After practicing for the second straight day, the Dallas Cowboys receiver seemed in good spirits and on track to play Sunday. But Owens, who will travel to Tennessee, refused to say then if he would play against the Titans and reminded the media surrounding him that he talks on Wednesdays.

But Friday evening Owens said on his radio show that he told coach Bill Parcells that he will be ready to play.

“If he gives me the nod that I can play, then you best believe I will be ready, no matter what,” Owens said. “They can slap the hand; they can do whatever they want to the hand. I will be ready.”

Parcells said Owens has done everything he’s been asked to do in practice this week.

Still, Parcells hadn’t decided if the receiver would play against the Titans.

Owens had only a small bandage over the scar on his hand from surgery Sept. 18, a day after he broke a bone near his ring finger in his home debut for the Cowboys.

When asked about the swelling, Owens said, “It’s gone down a lot.” Other than that, he let teammates speak for him in the locker room.

“You can go on and migrate around,” Terence Newman told reporters, standing in front of Owens and pointing to other lockers. “Thank you for coming out.”

Parcells said he hadn’t sat down with Owens yet, but the coach said he “would have time to do that.”

During his radio show that airs on the ESPN affiliate in Dallas and another station in Miami, Owens said he wasn’t bothered that there hadn’t been any extended dialogue with his coach this week and understood that Parcells was focused on preparing for the game.

Now, Owens could play at the end of a week in which he was hospitalized for mixing painkillers prescribed for his hand injury with his usual supplements, then had to deny a police report that he had attempted suicide. On Thursday, Dallas police closed their investigation, calling it an “accidental overdose.”

“If I was suicidal, I mean, of all that I’ve gone through, I probably would have already committed suicide if that was the case,” Owens said on the radio, referring to Philadelphia dumping him midway through last season only months after he helped them nearly win the Super Bowl. “If I didn’t commit suicide then, why would I do it now?”

Owens said the medication he took Tuesday night was a generic form of Vicodin, the same pain medication that made him sick the previous week after his surgery. He said he took those pills again only because he couldn’t find a milder medication that had been given to him by a team trainer.

Within hours after leaving the hospital Wednesday, Owens was on the field catching passes from Drew Bledsoe and Tony Romo. He returned to practice with the full team Thursday.

The finger didn’t appear to bother Owens during the 15 minutes of practice open to the media Friday. Wearing receiving gloves with padding protecting the injury, he caught balls with his hands in front of his body, and readjusted on one pass over his shoulder to make a fingertip catch in the back of the end zone during a drill.

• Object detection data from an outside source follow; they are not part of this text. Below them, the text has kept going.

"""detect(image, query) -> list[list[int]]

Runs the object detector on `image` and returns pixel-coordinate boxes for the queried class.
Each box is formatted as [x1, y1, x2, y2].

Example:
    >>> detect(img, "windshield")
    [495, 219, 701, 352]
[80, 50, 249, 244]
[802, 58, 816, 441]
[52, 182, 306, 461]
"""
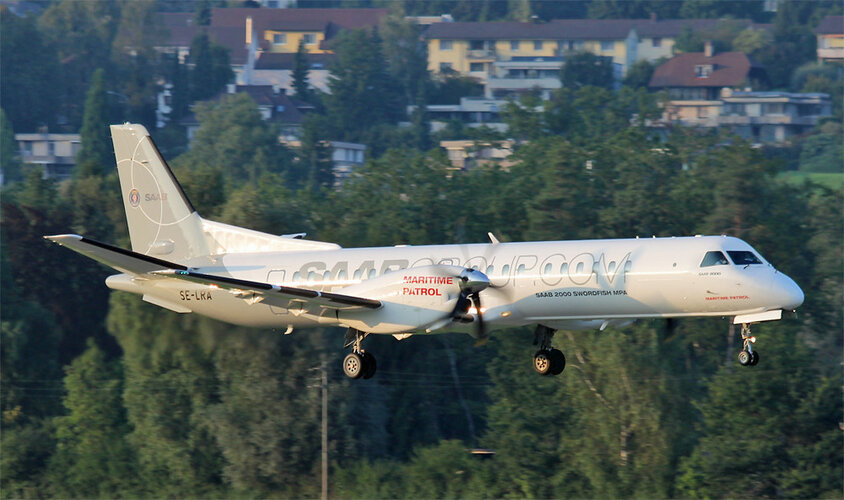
[700, 250, 730, 267]
[727, 250, 762, 266]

Generally, players who practice Thursday and Friday for Parcells are available for games.

So, why wouldn’t Owens play Sunday?

“Just if I thought there was an inordinate number of mental errors or something that didn’t look like he was up to speed for the game,” Parcells said.

The coach wouldn’t say if Owens had had any such problems.

“I’m not commenting on that, what I think about that,” Parcells said. “You’re going to have to wait.”

Parcells said he wasn’t qualified to offer a public opinion on the off-the-field drama surrounding Owens and stopped short of calling it a distraction.

“We’re a little early in the season to be passing judgment on what’s going to happen,” Parcells said. “I think we need to let these guys go forward and settle down to a little more normal pace. Hopefully we’ll get good production out of everybody and go forward from there. That’s what I’m hoping we do.”